Sun, ants or contrarians agree We-Ko-Pa is great desert course
SCOTTSDALE, Ariz. - There is some leeway over what the name Yavapai means, referring to the native Americans who have lived in the Southwest for centuries.
The most popular interpretation is "people of the sun," which would be appropriate here in the Valley of the Sun.
But the southeastern Yavapai took it to mean "crooked-mouth people," that is to say, "people who do not agree with other peoples," according to the Handbook of American Indians.
In any case, both are better than yet another possible, even more prosaic interpretation: "Indians living where there are red ants."
At the We-Ko-Pa Golf Club, there is plenty of sun and there are plenty of red ants. But there is little disagreement among golfers that the course is one of the most scenic in the Phoenix/Scottsdale area.
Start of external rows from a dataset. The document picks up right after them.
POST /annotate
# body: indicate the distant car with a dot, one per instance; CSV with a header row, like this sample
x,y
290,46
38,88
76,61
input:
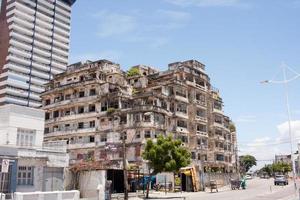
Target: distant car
x,y
247,177
281,180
We-Ko-Pa, the Yavapai pronunciation of "Four Peaks," is up in the hills of Fort McDowell, where most of the Yavapai had settled by 1900 after finding their posting to an Apache reservation distasteful.
There are no houses along the course and there never should be, because it sits on an Indian reservation. The high desert views are of the Four Peaks and three different mountain ranges - the McDowell, Red and Superstition - and if you happen to be playing at twilight, the moon rising over the Sonoran Desert is bright as day and bold as love.
"They wanted to preserve as much of the Sonoran Desert as possible, in keeping with the reservation," said head pro Brent Trenter.
"They" means the builders and architect Scott Miller, who also designed Eagle Mountain.
We-Ko-Pa dips, rises and humps its way through natural desert, through canyons, arroyos and dry washes, surrounded by desert vegetation like mesquite, little-leaf Palo Verdes, desert ironwood, catclaw and saguaros.
With no residential tracts to spoil the view or the mood, it really is like being in the middle of the desert, only you have a 3-wood in your hands.
The 3-wood reference is appropriate because the course is not overly long at 7,225 yards, but there are enough typical desert hazards like forced carries and elevation changes to keep you more than honest.
"It's a shot-makers course," Trenter said. "If you can move the ball around, you'll do well. It's a very fair golf course if you don't try to cheat it too much."
Like the short, straight and driveable No. 15. It's 327 yards from the back tees and you'll be sorely tempted to cheat. But, there is trouble both sides, like the fairway bunkers right and the big sand trap to the left of the green. Also, stray too far to either side off the tee and you'll be searching the desert with the scorpions, just like your hosts did centuries ago.
Or No. 8, a 605-yard par-5 that plays downhill with a small carry. The desert dips into the fairway on the right. The smart play on your second shot is to lay up short of the dry wash, as the fairway narrows, but of course many will not and many will fail.
This is a must-play course if you're in the Phoenix area and not just for the view. The course throws a variety of angles and hazards at you, but never overwhelms you with its formidable challenge. Like any good course, it gives you options: it brings out the adventurer or the accountant in you.
There is a reason it made Golf Magazine's "top 100 courses you can play" list in 2004 and why it was voted the No. 1 Phoenix/Scottsdale public course by local PGA pros in Desert Golf Magazine.
It pulls most of its business from the Phoenix/Scottsdale market and caters to the core golfer.
The greens are undulating and tough to read, made more confusing by the mountain angles of the adjacent terrain.
"You have to block out your surroundings and focus on the break," veteran Phoenix golfer Troy Johnson said. "These greens are tough, tough, tough to read. It's very similar to Longbow or Gray Hawk."
The problem is getting on. You have to book in advance because the tee-off sheets fill up quickly.
With green fees ranging from $65 to $195 depending on the season, and $40-$105 for Arizona residents, the course is priced about average for a track of this quality.
I'm not much into clubhouse design, but this one will catch your eye. It's an unusual, 21,000-square-foot building inspired, of course, by the Yavapai. It features sloped entry walls, a wood-beam canopy and canyon-like entryway. It looks like something rising from the desert.
Places to stay
The Millennium Resort in Scottsdale has 176 units, of which 51 are two and three-bedroom villas that cater to golfers. The rest are guest rooms.
Centrally located in the heart of Scottsdale, the resort is within a 30-minute drive of most golf courses in the Phoenix area. The resort overlooks a man-made lake and features mountain views and access to two non-desert, traditional courses at the McCormick Ranch.
The resort also features a pool-side bar and jacuzzi, two restaurants and use of kayaks, canoes, pedal boats and sailboats.
Places to eat
The We-Ko-Pa Grill serves breakfast, lunch and dinner. The Millennium resort's two restaurants offer excellent food, especially the Pinon Grill.
We-Ko-Pa has sold out its season passes for 2004.